C’est donc cela le secret de ce dessin qui se déconstruit de lui-même et en lui-même : un animal dont le visage a été défait et peut-être même détruit. Un animal sans visage comme si on avait défiguré la bête, comme si F.D. ne pouvait ou bien plutôt ne savait plus dessiner le visage de l’animal autrement que secret, le visage qui est montré pour être caché, le visage qui est construit pour être déconstruit par le dessin, le visage qui se déconstruit par et dans le fait même de chercher à le construire, à le créer, à lui donner la vie.
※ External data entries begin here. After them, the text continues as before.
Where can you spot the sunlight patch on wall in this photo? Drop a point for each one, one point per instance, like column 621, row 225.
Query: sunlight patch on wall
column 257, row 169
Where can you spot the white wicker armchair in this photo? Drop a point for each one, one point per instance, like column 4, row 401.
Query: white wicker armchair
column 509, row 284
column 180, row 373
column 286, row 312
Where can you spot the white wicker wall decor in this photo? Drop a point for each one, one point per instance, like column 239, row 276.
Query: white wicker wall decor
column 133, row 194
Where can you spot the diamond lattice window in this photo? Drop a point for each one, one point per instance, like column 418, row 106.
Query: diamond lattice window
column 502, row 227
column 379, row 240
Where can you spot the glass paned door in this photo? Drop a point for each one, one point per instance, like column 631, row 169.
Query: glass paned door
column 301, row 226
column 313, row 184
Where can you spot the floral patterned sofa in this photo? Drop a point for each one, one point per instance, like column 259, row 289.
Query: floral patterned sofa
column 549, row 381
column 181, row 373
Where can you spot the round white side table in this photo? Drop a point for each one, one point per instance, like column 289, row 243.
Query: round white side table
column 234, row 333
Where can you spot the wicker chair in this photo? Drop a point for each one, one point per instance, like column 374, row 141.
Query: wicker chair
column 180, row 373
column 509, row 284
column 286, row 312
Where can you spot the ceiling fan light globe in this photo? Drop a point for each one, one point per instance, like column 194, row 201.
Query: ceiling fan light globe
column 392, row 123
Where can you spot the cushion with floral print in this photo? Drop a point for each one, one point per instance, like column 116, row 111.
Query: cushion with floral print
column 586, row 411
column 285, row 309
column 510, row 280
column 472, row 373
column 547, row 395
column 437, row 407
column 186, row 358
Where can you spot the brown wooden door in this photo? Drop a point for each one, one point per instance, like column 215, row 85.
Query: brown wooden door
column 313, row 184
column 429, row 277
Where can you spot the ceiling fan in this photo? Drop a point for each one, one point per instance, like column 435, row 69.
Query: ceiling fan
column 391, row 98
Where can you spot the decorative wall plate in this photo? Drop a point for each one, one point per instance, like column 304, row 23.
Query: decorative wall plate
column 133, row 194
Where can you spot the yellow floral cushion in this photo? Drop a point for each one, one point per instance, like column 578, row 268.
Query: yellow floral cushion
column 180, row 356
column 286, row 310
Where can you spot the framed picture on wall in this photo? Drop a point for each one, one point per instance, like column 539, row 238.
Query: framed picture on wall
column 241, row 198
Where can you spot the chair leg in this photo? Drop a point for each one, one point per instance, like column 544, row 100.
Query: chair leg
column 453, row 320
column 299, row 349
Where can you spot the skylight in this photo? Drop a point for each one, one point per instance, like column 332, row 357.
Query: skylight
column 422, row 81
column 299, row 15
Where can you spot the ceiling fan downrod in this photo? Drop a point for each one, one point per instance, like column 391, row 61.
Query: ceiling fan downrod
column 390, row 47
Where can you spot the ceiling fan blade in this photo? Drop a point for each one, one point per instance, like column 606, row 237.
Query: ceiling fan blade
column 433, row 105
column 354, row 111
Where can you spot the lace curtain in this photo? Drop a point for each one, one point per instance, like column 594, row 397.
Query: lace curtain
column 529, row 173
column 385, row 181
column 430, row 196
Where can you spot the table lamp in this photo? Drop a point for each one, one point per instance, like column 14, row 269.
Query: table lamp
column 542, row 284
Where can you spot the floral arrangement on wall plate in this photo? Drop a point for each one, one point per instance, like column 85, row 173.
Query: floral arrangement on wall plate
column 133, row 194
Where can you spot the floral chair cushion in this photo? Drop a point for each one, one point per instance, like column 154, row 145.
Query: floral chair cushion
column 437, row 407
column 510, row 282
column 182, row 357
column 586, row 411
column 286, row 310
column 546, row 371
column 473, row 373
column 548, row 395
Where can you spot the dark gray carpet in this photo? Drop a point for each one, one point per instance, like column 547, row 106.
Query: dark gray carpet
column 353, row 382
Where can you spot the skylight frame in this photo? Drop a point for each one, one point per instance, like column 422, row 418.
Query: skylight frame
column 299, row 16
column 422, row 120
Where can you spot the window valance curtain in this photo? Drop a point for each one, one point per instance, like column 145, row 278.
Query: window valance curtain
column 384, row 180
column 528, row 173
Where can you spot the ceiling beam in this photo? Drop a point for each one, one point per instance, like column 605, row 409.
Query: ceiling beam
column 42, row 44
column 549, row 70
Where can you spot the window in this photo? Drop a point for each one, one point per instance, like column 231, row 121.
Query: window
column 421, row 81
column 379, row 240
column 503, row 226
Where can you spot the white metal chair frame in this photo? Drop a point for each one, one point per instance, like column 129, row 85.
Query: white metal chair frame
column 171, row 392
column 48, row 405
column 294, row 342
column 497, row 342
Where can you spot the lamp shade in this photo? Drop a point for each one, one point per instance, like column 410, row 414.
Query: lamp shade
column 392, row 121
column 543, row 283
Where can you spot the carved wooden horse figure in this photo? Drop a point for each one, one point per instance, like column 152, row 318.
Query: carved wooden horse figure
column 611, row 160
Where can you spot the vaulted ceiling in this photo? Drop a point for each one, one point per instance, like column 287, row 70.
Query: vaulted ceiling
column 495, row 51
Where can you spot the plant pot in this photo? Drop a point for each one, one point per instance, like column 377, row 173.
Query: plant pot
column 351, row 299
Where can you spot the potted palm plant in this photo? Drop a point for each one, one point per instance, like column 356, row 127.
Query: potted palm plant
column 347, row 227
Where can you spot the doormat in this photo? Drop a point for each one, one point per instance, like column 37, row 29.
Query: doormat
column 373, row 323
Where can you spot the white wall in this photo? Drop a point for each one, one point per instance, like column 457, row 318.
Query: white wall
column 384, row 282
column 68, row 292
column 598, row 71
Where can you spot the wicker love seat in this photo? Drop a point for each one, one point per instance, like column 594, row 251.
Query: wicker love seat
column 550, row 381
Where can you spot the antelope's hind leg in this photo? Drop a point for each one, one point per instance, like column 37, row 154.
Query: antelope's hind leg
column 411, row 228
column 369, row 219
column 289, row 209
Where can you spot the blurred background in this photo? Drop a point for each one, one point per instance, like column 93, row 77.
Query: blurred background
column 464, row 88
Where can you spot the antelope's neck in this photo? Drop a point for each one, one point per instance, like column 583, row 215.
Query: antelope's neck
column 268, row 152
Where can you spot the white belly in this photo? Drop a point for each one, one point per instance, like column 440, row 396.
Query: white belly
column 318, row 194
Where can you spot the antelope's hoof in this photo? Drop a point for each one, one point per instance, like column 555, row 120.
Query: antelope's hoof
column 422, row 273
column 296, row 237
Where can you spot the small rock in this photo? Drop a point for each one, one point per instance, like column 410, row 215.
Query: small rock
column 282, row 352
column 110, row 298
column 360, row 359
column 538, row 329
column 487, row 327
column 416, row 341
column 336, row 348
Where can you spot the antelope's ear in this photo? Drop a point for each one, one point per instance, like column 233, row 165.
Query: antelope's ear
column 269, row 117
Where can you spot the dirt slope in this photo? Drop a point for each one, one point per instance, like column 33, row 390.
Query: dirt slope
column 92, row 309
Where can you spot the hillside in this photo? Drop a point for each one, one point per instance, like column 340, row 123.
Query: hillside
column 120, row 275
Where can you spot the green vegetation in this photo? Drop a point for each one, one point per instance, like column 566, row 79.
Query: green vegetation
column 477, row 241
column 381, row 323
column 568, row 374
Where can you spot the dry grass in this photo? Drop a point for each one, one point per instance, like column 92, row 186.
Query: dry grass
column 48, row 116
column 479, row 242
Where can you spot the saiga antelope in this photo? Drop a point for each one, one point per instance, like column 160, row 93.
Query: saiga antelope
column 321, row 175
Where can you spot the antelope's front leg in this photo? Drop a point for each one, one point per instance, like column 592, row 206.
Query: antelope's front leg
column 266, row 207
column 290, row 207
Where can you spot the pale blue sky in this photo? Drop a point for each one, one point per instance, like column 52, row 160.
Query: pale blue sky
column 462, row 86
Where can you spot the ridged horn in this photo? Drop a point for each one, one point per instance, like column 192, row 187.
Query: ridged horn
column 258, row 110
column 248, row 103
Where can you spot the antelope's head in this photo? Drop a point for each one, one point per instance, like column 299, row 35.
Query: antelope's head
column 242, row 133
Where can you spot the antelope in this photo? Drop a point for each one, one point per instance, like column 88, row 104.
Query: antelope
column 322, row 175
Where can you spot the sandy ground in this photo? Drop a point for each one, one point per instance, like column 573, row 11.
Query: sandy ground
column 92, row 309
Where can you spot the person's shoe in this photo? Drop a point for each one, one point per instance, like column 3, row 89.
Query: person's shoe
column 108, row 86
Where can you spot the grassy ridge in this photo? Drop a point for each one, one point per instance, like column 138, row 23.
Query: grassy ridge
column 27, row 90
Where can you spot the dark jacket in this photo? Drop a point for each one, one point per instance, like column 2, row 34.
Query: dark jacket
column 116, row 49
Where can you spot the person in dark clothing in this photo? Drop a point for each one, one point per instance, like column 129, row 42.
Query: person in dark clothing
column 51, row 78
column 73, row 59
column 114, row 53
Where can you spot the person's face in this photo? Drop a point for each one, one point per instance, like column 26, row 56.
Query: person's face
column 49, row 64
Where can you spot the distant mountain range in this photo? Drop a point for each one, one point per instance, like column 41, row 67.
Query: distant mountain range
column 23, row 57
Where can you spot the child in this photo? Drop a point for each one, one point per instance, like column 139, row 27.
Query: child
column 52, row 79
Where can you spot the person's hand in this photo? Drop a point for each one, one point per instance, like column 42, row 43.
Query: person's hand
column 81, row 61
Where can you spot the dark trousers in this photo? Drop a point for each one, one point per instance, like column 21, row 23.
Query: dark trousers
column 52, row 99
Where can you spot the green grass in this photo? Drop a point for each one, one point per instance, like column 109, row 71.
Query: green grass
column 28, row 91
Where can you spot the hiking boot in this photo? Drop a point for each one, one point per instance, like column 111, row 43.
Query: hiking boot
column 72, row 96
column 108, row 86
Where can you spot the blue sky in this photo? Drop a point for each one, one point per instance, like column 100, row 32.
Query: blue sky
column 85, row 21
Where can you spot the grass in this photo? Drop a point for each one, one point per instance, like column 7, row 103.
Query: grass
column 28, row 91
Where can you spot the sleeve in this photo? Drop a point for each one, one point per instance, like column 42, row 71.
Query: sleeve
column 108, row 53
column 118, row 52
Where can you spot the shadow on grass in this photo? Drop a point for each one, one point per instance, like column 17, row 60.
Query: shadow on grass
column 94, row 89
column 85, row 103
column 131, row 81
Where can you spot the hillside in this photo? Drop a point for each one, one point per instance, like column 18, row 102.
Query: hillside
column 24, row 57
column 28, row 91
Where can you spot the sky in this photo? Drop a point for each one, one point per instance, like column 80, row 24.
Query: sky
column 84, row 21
Le secret de F.D est l’art de déconstruire des visages pour leur donner la vie qui restera toujours une vie à venir, jamais soumise à la loi de la présence. Une vie animale à la fois donnée et enlevée dans cet art vivant du non vivant ou bien alors, ou bien plutôt, cet art mort de la vie animale vivante à venir et donc à inventer dans l’art de F.D. Cet art de la vie-la mort comme dirait le fantôme de Derrida.
L’art ce n’est donc pas la vie, mais pas la mort non plus. Le dessin ne peut plus montrer le vivant humain et non humain dans leur désir de vivre. Ce dessin veut nous montrer qu’on ne peut plus attendre de l’art ce qu’il ne peut plus nous donner et nous faire croire, à savoir l’amour de la vie. Non pas que l’art de F.D n’aime pas la vie, au contraire, il l’adore, mais il est un art qui a dépassé les limites entre la vie et la non-vie tout comme entre le vivant et le non vivant tout comme entre l’humain et l’animal tout comme entre le dessin et la technique tout comme entre le sensible et l’intelligible tout comme entre l’illusion et la réalité tout comme entre lui et nous au fond.
L’art de F.D. ne vient même plus de lui et c’est ça l’art, c’est ça qui fait et défait tout son art. L’art, c’est ce qui arrive chez F.D. Mais on ne sait jamais pourquoi ça arrive.

Patrick LLored

Un commentaire pour « ON NE DOIT PLUS SAVOIR QU(O)I VOIR. »

  1.  
    Tamrin Atort
    2014/01/30 | 14 h 08 min
     

    Ce qui est intéressant dans le travail graphique de Frédéric Dupré, c’est qu’il s’agit d’un art qui donne à voir. Il s’agit effectivement d’un don à tous les sens. Il y a de l’ « à voir » qui n’a rien à voir (!) avec de l’avoir, un art de Quelque Chose qui ne renvoie pas à de l’acquis voire du savoir.